Licenciement économique : un chiffre d’affaires durablement en baisse peut suffire à caractériser des difficultés économiques

Dans sa décision du 17 septembre 2025, la Cour de cassation a apporté une précision importante en matière de licenciement économique.
Elle rappelle qu’en l’absence de justification d’une « baisse significative » du chiffre d’affaires ou des commandes, le juge peut apprécier la réalité des difficultés économiques globale au regard d’autres éléments objectifs, tels qu’une dégradation durable des résultats de l’entreprise.
Les indicateurs des difficultés économiques
L’article L. 1233-3 du Code du travail définit le licenciement économique comme un licenciement résultant de difficultés économiques. Pour caractériser celles-ci, plusieurs indicateurs peuvent être mobilisés : baisse des commandes ou du chiffre d’affaires (CA), pertes d’exploitation, dégradation de la trésorerie ou de l’excédent brut d’exploitation. Mais le texte ajoute également que tout autre élément qui permettrait de démontrer l’existence de difficultés économiques peut être retenu.
S’agissant de la baisse des commandes ou du chiffre d’affaires, le législateur a prévu des critères objectifs : la diminution doit être constatée sur une période déterminée, variable selon la taille de l’entreprise, allant d’un trimestre pour une très petite entreprise (moins de 11 salariés), à 4 trimestres consécutifs pour une structure de plus de 300 salariés.

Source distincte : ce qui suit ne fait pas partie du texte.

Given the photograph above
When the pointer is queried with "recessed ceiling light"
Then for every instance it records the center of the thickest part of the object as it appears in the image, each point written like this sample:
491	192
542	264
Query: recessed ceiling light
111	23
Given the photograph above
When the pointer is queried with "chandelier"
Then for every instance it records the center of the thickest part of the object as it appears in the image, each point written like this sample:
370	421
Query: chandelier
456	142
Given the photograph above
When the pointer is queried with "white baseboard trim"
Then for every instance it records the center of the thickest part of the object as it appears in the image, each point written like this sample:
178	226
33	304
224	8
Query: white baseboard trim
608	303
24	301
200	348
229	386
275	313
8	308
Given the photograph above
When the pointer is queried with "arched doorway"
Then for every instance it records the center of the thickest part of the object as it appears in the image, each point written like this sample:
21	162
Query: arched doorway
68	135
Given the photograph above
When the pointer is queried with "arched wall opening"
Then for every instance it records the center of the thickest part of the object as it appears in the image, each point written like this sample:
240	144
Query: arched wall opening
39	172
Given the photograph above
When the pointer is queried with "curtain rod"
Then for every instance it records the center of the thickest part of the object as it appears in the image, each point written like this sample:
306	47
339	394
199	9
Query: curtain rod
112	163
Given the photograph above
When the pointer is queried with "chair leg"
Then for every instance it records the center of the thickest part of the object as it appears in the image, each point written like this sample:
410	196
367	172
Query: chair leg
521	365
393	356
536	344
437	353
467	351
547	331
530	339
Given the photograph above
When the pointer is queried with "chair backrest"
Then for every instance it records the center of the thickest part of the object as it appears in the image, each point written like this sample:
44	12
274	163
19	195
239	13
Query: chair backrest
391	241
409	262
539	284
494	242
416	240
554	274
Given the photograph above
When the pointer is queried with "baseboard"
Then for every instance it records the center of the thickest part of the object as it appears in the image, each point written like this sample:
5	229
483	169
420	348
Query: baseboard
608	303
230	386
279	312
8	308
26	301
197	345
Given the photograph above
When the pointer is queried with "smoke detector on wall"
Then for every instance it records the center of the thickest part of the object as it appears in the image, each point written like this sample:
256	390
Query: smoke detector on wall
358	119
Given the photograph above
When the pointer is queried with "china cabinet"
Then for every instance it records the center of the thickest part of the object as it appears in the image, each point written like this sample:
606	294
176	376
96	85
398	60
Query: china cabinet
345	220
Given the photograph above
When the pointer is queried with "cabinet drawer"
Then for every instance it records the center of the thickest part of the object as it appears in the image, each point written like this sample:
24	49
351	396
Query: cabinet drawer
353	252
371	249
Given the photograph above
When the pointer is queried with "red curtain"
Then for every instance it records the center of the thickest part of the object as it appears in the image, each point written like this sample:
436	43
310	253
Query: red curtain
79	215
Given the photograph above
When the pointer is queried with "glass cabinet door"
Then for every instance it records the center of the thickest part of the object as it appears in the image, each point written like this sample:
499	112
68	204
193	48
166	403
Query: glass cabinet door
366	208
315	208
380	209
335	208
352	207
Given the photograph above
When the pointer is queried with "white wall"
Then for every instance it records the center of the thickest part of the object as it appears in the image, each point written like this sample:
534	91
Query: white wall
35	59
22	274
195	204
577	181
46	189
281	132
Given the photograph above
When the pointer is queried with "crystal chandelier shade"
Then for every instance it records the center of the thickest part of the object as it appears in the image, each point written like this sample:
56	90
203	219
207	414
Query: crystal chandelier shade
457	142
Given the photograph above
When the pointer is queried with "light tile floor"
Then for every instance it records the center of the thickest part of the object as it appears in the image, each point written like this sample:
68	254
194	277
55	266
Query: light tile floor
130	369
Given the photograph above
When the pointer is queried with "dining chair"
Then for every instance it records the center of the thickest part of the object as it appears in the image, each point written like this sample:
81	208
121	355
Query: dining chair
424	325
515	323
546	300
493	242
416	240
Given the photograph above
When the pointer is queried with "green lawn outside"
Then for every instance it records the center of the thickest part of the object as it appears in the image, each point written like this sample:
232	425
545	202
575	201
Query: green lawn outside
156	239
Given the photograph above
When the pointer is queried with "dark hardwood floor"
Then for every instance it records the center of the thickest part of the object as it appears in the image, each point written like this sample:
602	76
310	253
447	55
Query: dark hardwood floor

En ce qui concerne les autres indicateurs, aucune définition précise de ce que constitue « l'évolution significative » des difficultés économiques n’est donnée. La jurisprudence confie ainsi au juge l’appréciation concrète de la situation, au regard des éléments financiers présentés par l’employeur.
L’affaire jugée : une baisse non conforme aux critères, mais une dégradation persistante du chiffre d’affaire
L’affaire en question concerne une salariée licenciée pour motif économique en janvier 2021, après son adhésion à un contrat de sécurisation professionnelle. Contestant son licenciement, la salariée a fait valoir que son employeur n’avait pas établi ladite « baisse significative » du chiffre d’affaires, exigée par la loi. Il se trouve qu’en effet, les documents fournis portaient sur des périodes semestrielles et non trimestrielles : ils ne permettaient pas d'apprécier la baisse du chiffre d'affaire au sens du Code du travail.
Le conseil de prud’hommes a donc donné raison à la salariée. De son côté, la cour d’appel de Bourges a jugé, au contraire, que les difficultés économiques étaient bien établies. Les juges ont relevé une baisse de 10 % du chiffre d’affaires et une diminution de près de 30 % du résultat d’exploitation entre 2019 et 2020, et ce malgré une réduction de la masse salariale et un allègement des loyers. Selon les juges, cette dégradation persistante traduisait bel et bien une situation économique fragile.
La position de la Cour de cassation
Dans sa décision, la Cour de cassation a donné raison à la cour d’appel de Bourges. Elle a rappelé que lorsque la baisse significative des commandes ou du chiffre d’affaires n’est pas démontrée conformément aux critères légaux, le juge a pour mission d’examiner les autres indicateurs de difficultés économiques.
En l’espèce, la cour d’appel ne s’était pas contredite : elle avait écarté l’existence d’une baisse significative du chiffre d’affaires au sens du Code du travail, mais avait ensuite constaté, au regard de l’ensemble des données disponibles, une dégradation persistante de l’activité et du résultat d’exploitation. Une approche globale, conforme à la jurisprudence antérieure, qui a suffit à établir le motif économique du licenciement. Le pourvoi de la salariée a donc été rejeté.
Un rappel pour les employeurs
La Cour de cassation confirme ainsi que la logique de la preuve n’est pas seulement formelle : ce qui importe, c’est la réalité économique de l’entreprise, telle qu’elle peut être objectivement démontrée au jour du licenciement.